Studies of the sintering kinetics of thick thermal barrier coatings by thermal diffusivity measurements

Better thermal insulation of the hot path components is needed in state-of-the-art gas turbines and diesel engines, because of the increasing demands of the higher process temperatures. In these processes, thermal barrier coatings (TBCs) and various cooling techniques mainly control the component surface temperatures. For this reason low thermal conductivity of the TBCs are extensively studied. One of the main factors determining the TBC thermal conductivity is the coating microstructure, with specific attention to the porosity content, as well as to its morphology and orientation. One important feature of TBCs is the stability of their thermal properties as a function of time at service conditions. In fact the prolonged exposure to high temperature can promote shrinkage phenomena within the TBC, which make the coating less strain tolerant and more heat conductive. This leads to a drastic reduction of the functional effectiveness of this ceramic protective top layer.

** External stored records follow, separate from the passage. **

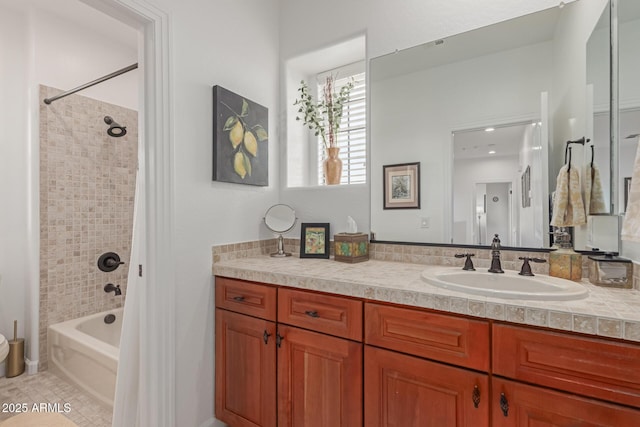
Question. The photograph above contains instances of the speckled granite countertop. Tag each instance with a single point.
(605, 312)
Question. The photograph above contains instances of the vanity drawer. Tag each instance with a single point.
(329, 314)
(593, 367)
(450, 339)
(245, 297)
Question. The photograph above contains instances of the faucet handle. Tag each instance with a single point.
(468, 264)
(526, 267)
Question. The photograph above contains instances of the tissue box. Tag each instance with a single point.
(351, 247)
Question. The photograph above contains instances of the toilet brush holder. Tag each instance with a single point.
(15, 359)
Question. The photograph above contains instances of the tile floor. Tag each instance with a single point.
(46, 388)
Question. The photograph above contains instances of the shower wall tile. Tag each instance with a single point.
(87, 188)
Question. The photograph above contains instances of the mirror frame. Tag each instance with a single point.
(613, 147)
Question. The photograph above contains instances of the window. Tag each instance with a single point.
(352, 137)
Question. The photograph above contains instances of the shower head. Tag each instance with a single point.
(115, 129)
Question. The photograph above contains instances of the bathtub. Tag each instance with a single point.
(85, 351)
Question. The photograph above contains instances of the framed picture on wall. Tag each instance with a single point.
(314, 240)
(240, 139)
(401, 186)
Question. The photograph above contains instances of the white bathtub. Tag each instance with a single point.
(85, 351)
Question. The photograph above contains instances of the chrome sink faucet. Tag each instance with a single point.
(496, 266)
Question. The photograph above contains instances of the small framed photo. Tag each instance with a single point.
(401, 186)
(314, 240)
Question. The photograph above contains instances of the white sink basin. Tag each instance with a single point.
(508, 285)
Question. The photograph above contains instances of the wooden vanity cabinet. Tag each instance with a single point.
(406, 382)
(518, 404)
(320, 360)
(298, 363)
(245, 383)
(563, 380)
(287, 357)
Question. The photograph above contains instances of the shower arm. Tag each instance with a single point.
(92, 83)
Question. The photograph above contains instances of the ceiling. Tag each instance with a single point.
(504, 141)
(81, 15)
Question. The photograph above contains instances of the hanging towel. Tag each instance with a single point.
(631, 223)
(594, 197)
(568, 207)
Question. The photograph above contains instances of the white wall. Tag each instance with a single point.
(238, 45)
(14, 174)
(233, 44)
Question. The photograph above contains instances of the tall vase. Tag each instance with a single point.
(332, 166)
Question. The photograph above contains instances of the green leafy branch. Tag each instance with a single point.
(323, 117)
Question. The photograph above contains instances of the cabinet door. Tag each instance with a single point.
(245, 370)
(407, 391)
(319, 380)
(519, 405)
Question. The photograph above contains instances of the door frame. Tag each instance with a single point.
(157, 392)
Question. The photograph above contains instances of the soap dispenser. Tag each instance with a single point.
(564, 262)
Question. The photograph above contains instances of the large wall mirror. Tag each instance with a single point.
(487, 114)
(628, 17)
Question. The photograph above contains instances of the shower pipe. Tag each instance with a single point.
(92, 83)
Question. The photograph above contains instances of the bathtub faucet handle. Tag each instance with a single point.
(110, 287)
(109, 261)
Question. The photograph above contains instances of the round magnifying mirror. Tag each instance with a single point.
(280, 219)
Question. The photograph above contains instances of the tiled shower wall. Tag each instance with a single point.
(87, 186)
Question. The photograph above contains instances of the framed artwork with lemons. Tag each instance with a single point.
(240, 139)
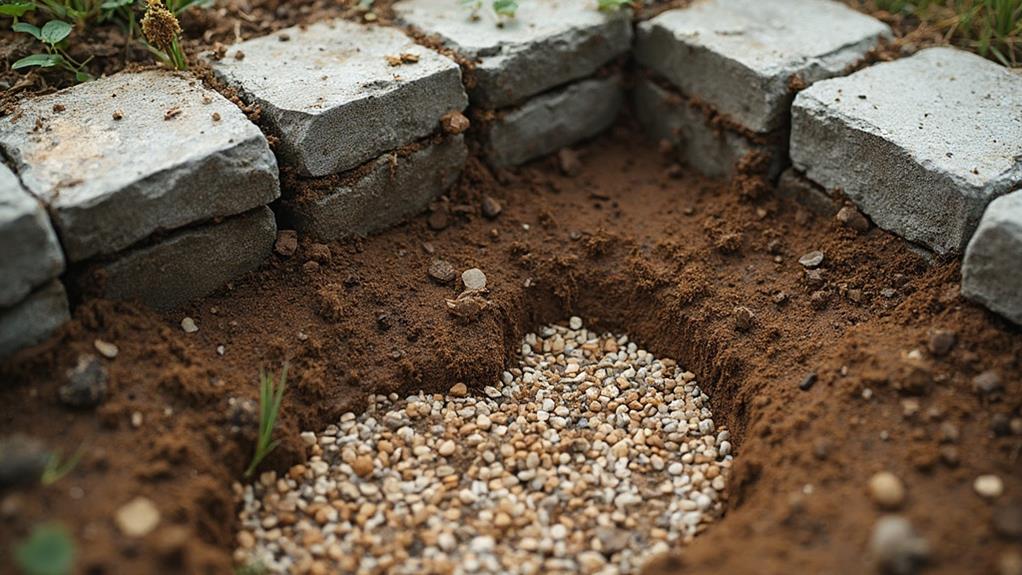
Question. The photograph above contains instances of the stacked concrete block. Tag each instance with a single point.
(921, 145)
(33, 302)
(350, 103)
(541, 79)
(131, 161)
(991, 271)
(724, 73)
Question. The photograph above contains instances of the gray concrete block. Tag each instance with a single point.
(553, 121)
(921, 144)
(333, 98)
(711, 149)
(30, 253)
(167, 162)
(34, 319)
(392, 189)
(548, 43)
(991, 271)
(187, 265)
(740, 55)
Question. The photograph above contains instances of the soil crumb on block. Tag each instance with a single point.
(589, 456)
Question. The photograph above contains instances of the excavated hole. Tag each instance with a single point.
(588, 454)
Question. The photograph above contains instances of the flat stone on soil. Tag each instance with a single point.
(700, 144)
(553, 121)
(991, 272)
(30, 253)
(167, 162)
(187, 265)
(547, 44)
(921, 144)
(741, 56)
(333, 95)
(34, 319)
(395, 188)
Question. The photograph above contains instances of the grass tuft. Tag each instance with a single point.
(990, 28)
(271, 394)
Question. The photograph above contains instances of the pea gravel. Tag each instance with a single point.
(589, 457)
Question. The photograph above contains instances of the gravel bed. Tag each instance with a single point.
(590, 456)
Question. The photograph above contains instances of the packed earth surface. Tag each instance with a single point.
(828, 353)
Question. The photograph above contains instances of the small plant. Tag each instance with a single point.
(163, 35)
(270, 396)
(55, 470)
(612, 5)
(48, 550)
(53, 36)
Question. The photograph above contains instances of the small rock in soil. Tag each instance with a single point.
(86, 385)
(811, 259)
(987, 383)
(988, 486)
(744, 319)
(886, 490)
(455, 123)
(568, 161)
(287, 243)
(808, 381)
(442, 272)
(473, 279)
(853, 219)
(137, 518)
(105, 348)
(896, 546)
(941, 342)
(1008, 521)
(22, 460)
(189, 326)
(491, 207)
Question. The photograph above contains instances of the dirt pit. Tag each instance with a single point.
(824, 377)
(589, 456)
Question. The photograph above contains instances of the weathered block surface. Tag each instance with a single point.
(187, 265)
(710, 149)
(333, 97)
(392, 190)
(991, 271)
(549, 43)
(553, 121)
(166, 163)
(34, 319)
(30, 253)
(740, 55)
(922, 144)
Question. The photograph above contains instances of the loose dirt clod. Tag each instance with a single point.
(590, 456)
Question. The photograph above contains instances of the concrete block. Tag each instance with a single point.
(34, 319)
(187, 265)
(333, 97)
(921, 144)
(549, 43)
(553, 121)
(741, 55)
(167, 162)
(991, 271)
(392, 189)
(30, 253)
(704, 145)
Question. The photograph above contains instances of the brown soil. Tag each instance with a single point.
(629, 248)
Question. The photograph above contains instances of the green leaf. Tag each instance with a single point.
(48, 550)
(506, 7)
(55, 31)
(16, 9)
(39, 60)
(27, 28)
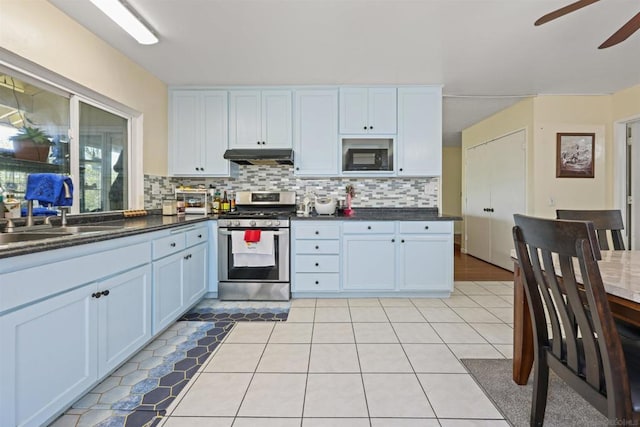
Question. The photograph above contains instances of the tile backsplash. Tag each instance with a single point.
(370, 192)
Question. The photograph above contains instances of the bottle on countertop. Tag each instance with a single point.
(216, 202)
(226, 206)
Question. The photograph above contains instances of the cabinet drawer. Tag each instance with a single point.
(317, 246)
(199, 235)
(168, 245)
(323, 231)
(317, 282)
(425, 227)
(368, 227)
(317, 264)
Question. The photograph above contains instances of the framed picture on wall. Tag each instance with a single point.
(574, 155)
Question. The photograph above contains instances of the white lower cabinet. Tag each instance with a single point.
(179, 273)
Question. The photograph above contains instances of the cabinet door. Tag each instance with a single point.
(245, 122)
(124, 316)
(353, 111)
(316, 136)
(369, 262)
(477, 218)
(382, 111)
(215, 133)
(276, 119)
(48, 357)
(425, 262)
(185, 152)
(419, 131)
(167, 290)
(195, 274)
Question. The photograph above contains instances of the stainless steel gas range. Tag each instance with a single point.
(253, 247)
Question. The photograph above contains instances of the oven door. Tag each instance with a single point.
(228, 272)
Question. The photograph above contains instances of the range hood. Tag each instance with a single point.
(265, 156)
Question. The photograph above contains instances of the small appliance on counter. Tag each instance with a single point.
(196, 200)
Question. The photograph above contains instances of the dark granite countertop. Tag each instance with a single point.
(386, 214)
(130, 227)
(155, 221)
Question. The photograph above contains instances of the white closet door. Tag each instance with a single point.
(507, 166)
(477, 219)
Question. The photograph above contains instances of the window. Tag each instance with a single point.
(98, 160)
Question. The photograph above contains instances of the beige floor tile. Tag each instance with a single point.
(214, 394)
(460, 301)
(333, 314)
(395, 395)
(340, 395)
(333, 333)
(368, 314)
(274, 395)
(235, 358)
(460, 333)
(303, 302)
(332, 302)
(433, 358)
(374, 333)
(250, 332)
(335, 422)
(404, 314)
(476, 314)
(404, 422)
(266, 422)
(301, 314)
(475, 351)
(440, 314)
(327, 358)
(416, 333)
(495, 333)
(428, 302)
(285, 358)
(457, 396)
(383, 358)
(291, 333)
(198, 422)
(364, 302)
(396, 302)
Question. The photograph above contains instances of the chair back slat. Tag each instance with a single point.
(584, 339)
(608, 221)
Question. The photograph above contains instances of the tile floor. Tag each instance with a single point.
(391, 362)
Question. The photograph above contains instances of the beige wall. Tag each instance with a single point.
(37, 31)
(451, 183)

In order to study the evolution of thermal properties of TBC, as a function of time and temperature, thermal diffusivity evaluation by laser flash method has been performed. The measurements have been performed on freestanding yttria-stabilized zirconium oxide (YPSZ) TBCs. In particular, measurements have been carried out at five different temperatures in the range 900-1300 degreesC, for different ageing times (from I up to 150 h). The data show a significant increase of the thermal diffusivity also after exposures of few hours, especially at the highest testing temperatures. Microstructural analysis carried out by optical and electron microscopy clearly showed that the observed thermal diffusivity variations can be ascribed to sub-micrometric crack healing and sintering neck formation. Mechanical testing confirmed the microhardness increase of TBC as well. Finally the data have been summarised in order to experimentally define a functional life curve of the TBC, as a function of ageing time and temperature. (C) 2004 Published by Elsevier Ltd.